La benedizione, stando a quanto detto sopra, spiega la Congregazione, diverrebbe strumento di approvazione e incoraggiamento ad una prassi di vita, in contraddizione con il contenuto delle Scritture e del disegno di Dio. Vengono citati gli articoli 7 e 15 della Lettera sulla cura pastorale delle persone omosessuali.

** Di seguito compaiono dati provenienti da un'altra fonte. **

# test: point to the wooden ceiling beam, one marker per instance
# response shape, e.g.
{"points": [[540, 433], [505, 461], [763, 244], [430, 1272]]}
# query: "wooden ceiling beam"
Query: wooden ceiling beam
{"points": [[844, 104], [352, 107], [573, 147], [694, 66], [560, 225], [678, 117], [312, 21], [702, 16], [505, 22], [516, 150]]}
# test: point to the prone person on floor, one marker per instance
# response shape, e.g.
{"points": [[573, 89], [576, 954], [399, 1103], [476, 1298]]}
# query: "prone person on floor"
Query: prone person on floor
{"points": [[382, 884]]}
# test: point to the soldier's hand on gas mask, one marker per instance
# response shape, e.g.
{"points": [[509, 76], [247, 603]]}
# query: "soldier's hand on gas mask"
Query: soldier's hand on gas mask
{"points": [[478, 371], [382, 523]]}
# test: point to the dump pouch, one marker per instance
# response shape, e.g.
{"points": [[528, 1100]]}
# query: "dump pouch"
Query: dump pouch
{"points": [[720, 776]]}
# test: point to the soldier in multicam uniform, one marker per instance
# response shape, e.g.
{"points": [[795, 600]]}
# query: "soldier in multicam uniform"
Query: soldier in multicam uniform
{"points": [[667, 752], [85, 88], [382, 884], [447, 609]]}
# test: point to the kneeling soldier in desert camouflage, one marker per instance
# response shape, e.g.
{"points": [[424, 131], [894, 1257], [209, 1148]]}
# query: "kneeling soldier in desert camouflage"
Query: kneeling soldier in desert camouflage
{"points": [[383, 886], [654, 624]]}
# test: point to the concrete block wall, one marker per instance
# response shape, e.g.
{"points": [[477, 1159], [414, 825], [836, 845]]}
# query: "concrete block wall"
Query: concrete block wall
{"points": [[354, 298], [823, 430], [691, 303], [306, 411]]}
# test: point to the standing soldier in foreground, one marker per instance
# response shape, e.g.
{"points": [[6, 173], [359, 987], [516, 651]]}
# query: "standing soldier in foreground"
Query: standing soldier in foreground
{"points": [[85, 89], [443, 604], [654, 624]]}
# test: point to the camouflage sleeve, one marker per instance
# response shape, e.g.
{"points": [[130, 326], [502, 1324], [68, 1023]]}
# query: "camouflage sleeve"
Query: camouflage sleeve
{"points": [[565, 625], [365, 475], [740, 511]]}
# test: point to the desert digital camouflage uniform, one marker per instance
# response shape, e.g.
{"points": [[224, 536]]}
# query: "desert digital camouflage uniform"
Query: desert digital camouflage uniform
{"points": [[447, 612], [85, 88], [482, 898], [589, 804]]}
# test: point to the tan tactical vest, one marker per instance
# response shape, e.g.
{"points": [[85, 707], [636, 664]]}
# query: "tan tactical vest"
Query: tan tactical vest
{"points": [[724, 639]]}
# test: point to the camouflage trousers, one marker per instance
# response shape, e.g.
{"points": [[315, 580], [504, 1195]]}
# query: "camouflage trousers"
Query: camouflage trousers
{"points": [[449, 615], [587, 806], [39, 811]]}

Nel primo viene messo in luce l’impossibilità di esprimere per l’attività omosessuale un’unione complementare, capace di trasmettere la vita: «Come accade per ogni altro disordine morale l’attività omosessuale impedisce la propria realizzazione e felicità perché è contraria alla sapienza creatrice di Dio. Quando respinge le dottrine erronee riguardanti l’omosessualità, la Chiesa non limita ma piuttosto difende la libertà e la dignità della persona, intese in modo realistico e autentico».
Nel secondo è sull’autenticità dell’aiuto cristiano spirituale da parte della comunità evitando loro isolamento o delusione.
Né Dio né la Chiesa discriminano
Dio ama ogni persona, per lui tutti sono i suoi figli, li benedice così anche la Chiesa per l’orizzonte d’amore divino in lei inscritta. Però Dio – la Nota cita le parole di Papa Francesco all’udienza del 2 dicembre 2020 sulla catechesi sulla preghiera, e riferendosi alla benedizione afferma – non benedice né può benedire il peccato: benedice l’uomo peccatore, affinché riconosca di essere parte del suo disegno d’amore e si lasci cambiare da Lui. Egli infatti «ci prende come siamo, ma non ci lascia mai come siamo». In quell’udienza Papa Francesco riportò l’esempio del coraggio delle donne, madri, in fila per visitare in carcere i loro figli: «non smettono di amare il figlio e loro sanno che la gente che passa nel bus pensa “Ah, questa è la mamma del carcerato”. Eppure non hanno vergogna di questo, o meglio, hanno vergogna ma vanno avanti, perché è più importante il figlio della vergogna. Così noi per Dio siamo più importanti di tutti i peccati che noi possiamo fare, perché Lui è padre, è madre, è amore puro, Lui ci ha benedetto per sempre. E non smetterà mai di benedirci».